Nous savons désormais que plus de la moitié du trafic web mondial ne provient pas des humains, mais des bots. En 2017, plus de 6,5 milliards de dollars ont été détournés par des sites frauduleux, dont les visites ne sont générées que par des bots. Mais les bots ne sont pas les seuls moyens pour de tels sites d’augmenter artificiellement leur popularité, qui recourent aussi à un véritable business : les fermes à clics.

Cette forme de fraude au clic consiste à rémunérer — souvent faiblement — des individus pour qu’ils cliquent sur les liens publicitaires. Ce trafic simulé génère ainsi des revenus publicitaires supplémentaires pour le site fraudeur.

Selon l’AFP, l’Inde et les Philippines sont connus pour abriter des fermes à clics, qui ont permis à Hun Sen, premier ministre cambodgien, de devenir un phénomène sur les réseaux sociaux.

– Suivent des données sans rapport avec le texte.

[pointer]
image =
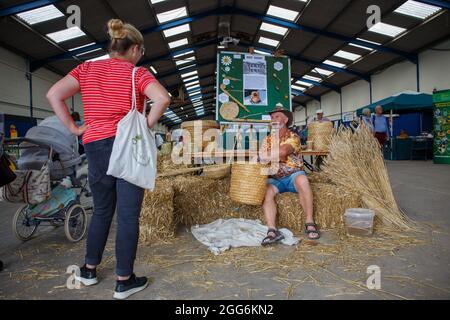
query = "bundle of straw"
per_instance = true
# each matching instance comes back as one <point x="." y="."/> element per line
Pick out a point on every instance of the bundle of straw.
<point x="356" y="162"/>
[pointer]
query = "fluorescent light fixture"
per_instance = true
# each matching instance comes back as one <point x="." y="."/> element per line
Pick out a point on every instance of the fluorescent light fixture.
<point x="298" y="88"/>
<point x="178" y="43"/>
<point x="183" y="54"/>
<point x="268" y="41"/>
<point x="273" y="28"/>
<point x="262" y="52"/>
<point x="190" y="79"/>
<point x="40" y="14"/>
<point x="177" y="30"/>
<point x="66" y="34"/>
<point x="171" y="15"/>
<point x="303" y="83"/>
<point x="323" y="71"/>
<point x="194" y="93"/>
<point x="185" y="75"/>
<point x="184" y="61"/>
<point x="106" y="56"/>
<point x="194" y="87"/>
<point x="83" y="46"/>
<point x="334" y="63"/>
<point x="312" y="78"/>
<point x="153" y="70"/>
<point x="190" y="84"/>
<point x="88" y="52"/>
<point x="282" y="13"/>
<point x="417" y="9"/>
<point x="347" y="55"/>
<point x="387" y="29"/>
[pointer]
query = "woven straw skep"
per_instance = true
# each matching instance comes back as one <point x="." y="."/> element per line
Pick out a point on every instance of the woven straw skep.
<point x="248" y="183"/>
<point x="320" y="133"/>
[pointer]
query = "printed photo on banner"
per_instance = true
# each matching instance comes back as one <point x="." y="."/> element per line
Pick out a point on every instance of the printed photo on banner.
<point x="255" y="80"/>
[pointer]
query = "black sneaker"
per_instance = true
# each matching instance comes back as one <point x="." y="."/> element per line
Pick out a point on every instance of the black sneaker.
<point x="126" y="288"/>
<point x="88" y="277"/>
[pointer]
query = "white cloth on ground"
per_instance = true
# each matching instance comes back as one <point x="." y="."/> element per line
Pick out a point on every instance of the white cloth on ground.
<point x="221" y="234"/>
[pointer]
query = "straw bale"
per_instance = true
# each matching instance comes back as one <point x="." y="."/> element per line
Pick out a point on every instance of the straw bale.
<point x="157" y="221"/>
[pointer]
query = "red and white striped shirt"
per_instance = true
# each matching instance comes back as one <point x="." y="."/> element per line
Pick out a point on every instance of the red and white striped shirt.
<point x="106" y="94"/>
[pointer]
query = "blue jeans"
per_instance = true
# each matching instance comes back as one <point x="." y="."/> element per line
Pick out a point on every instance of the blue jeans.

Un vaste réseau sur WeChat

En Thaïlande, les autorités viennent de découvrir une ferme à clics, en fouillant une maison située près de la frontière cambodgienne le 11 juin 2017. Les lieux avaient été investis par trois hommes de nationalité chinoise, Wang Dong, Niu Bang et Ni Wenbin, pour installer des centaines d’iPhones 5S, 5C et 4S branchés sur des moniteurs.

Au total, les policiers et soldats qui ont pénétré sur les lieux ont trouvé 474 iPhone et 347 200 cartes SIM appartenant à des opérateurs de téléphonie mobile thaïlandais, ainsi que 10 ordinateurs, précise The Verge. À l’origine, les autorités soupçonnaient les trois hommes de tenir un centre d’appels frauduleux. Néanmoins, ils ont bien déclaré qu’ils étaient payés afin de faire fonctionner un vaste réseau de bots sur WeChat, l’application de messagerie développée par Tencent Holdings qui totalise plus de 700 millions d’utilisateurs mensuels.

Les individus étaient payés par une société qu’ils refusent de nommer

Une société chinoise, que les individus ont refusé de nommer, leur fournissait les téléphones et les payait 150 000 baht thaïlandais (soit un peu moins de 4 000 euros). Ils étaient chargés de générer un fort engagement pour des produits vendus en Chine.

Les trois individus ont été interpellés par les autorités et risquent une peine d’emprisonnement de cinq ans pour avoir travaillé sans permis sur le sol thaïlandais.